- Origin: Tokyo, Japan
- Genres: indie pop, progressive pop
- Years active: 2018—present
- Labels: unBORDE/Warner Music Japan
- Members: Enon Kawatani (vocals, guitar) Ikkyu Nakajima (vocals, guitar) Takashi Niigaki (keyboard) Kazutoyo Koyabu (drums) Kunihiro Kawashima (bass)
- Website: genie-high.com

= Genie High =

Japanese band

Genie High (ジェニーハイ) is a Japanese progressive indie band, notably fronted by Enon Kawatani (川谷 健太) of Gesu no Kiwami Otome (ゲスの極み乙女) and Ikkyu Nakajima (中嶋 イッキュウ) of Tricot (トリコ). The band includes members with various backgrounds in the Japanese entertainment scene, including controversial composer Takashi Niigaki (新垣 隆), comedian TV host Kazutoyo Koyabu (小籔 千豊) and TV personality / comedic actor Kunihiro Kawashima (川島 邦裕) also known as Kukki (くっきー!).

== Biography ==

The band was formed after Nakajima, Niigaki, and Kukki appeared regularly on the talk-show Bazooka!!!, hosted by Koyabu. The show was run as an experiment aimed at garnering attention from the press. Spelt out in katakana, the name means "transcending genius".

Since their debut, MV was released on March 15, 2018 they have gone on to release one EP and two albums, which have each enjoyed some chart success. The self-titled EP Genie High (ジェニーハイ) debuted at number 3 on the Billboard Japan "Hot Albums" chart.

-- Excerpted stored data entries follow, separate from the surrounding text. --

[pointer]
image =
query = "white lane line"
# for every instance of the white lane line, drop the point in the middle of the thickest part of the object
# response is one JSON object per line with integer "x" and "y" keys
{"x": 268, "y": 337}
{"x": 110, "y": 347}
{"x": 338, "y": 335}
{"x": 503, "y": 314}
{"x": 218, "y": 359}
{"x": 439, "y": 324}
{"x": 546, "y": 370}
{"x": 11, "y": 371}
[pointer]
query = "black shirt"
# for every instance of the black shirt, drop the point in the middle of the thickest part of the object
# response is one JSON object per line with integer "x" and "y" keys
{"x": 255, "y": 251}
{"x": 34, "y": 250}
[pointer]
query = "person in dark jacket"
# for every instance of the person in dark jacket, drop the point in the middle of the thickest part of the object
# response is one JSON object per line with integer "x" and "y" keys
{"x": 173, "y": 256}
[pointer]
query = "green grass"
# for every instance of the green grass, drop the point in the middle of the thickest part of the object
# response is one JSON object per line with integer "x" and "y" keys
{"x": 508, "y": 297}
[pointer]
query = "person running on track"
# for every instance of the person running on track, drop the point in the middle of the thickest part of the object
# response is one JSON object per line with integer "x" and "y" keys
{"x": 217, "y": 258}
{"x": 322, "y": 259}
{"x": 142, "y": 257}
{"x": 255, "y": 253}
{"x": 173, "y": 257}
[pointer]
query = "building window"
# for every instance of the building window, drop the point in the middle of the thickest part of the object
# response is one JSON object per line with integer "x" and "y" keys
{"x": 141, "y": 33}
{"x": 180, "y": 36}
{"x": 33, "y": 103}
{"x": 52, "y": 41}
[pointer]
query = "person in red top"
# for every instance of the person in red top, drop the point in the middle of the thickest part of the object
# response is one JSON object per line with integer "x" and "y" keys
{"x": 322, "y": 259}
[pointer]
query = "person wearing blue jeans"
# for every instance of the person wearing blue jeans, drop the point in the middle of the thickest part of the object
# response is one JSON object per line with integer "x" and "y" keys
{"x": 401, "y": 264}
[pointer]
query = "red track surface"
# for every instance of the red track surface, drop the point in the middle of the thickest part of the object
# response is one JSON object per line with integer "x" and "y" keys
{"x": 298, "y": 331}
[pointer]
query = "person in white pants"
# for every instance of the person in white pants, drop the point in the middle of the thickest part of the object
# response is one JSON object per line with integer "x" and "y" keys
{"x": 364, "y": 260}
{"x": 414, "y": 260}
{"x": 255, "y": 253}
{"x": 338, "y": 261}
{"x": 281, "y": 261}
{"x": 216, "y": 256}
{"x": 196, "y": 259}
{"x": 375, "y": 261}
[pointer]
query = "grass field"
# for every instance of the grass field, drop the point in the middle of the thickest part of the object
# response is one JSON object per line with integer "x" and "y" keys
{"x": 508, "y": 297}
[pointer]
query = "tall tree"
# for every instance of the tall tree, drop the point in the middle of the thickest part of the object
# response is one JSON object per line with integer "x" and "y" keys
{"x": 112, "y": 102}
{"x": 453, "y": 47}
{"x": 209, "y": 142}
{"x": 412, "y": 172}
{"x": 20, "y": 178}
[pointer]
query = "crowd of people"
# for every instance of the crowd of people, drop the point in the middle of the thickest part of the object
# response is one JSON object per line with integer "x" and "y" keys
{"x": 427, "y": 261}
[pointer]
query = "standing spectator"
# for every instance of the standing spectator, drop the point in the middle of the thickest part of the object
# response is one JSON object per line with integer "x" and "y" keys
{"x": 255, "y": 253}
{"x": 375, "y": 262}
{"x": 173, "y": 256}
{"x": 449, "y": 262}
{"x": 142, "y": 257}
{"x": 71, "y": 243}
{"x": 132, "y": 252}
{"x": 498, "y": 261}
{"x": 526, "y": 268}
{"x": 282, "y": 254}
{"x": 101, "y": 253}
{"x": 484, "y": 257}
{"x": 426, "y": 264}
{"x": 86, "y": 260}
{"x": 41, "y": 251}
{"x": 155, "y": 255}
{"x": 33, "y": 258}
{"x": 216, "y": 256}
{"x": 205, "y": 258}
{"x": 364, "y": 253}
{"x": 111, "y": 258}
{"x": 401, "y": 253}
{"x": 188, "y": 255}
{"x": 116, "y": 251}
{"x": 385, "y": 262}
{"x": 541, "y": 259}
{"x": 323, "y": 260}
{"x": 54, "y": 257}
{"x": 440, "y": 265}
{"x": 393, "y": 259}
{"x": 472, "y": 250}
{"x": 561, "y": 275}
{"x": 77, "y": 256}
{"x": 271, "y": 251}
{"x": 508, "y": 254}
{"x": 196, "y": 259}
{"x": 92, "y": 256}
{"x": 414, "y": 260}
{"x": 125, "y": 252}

This was followed by the full-length release Genie High Story (ジェニーハイストーリー) in November 2019, which debuted at number 18. Then in September 2021, the band's second full-length album Genie Star (ジェニースター) debuted at number 8.

Despite the band reportedly finding it difficult to find time to perform due to their other commitments, they recorded the live performance Arena Genie (アリーナジェニー) released on DVD in January 2022.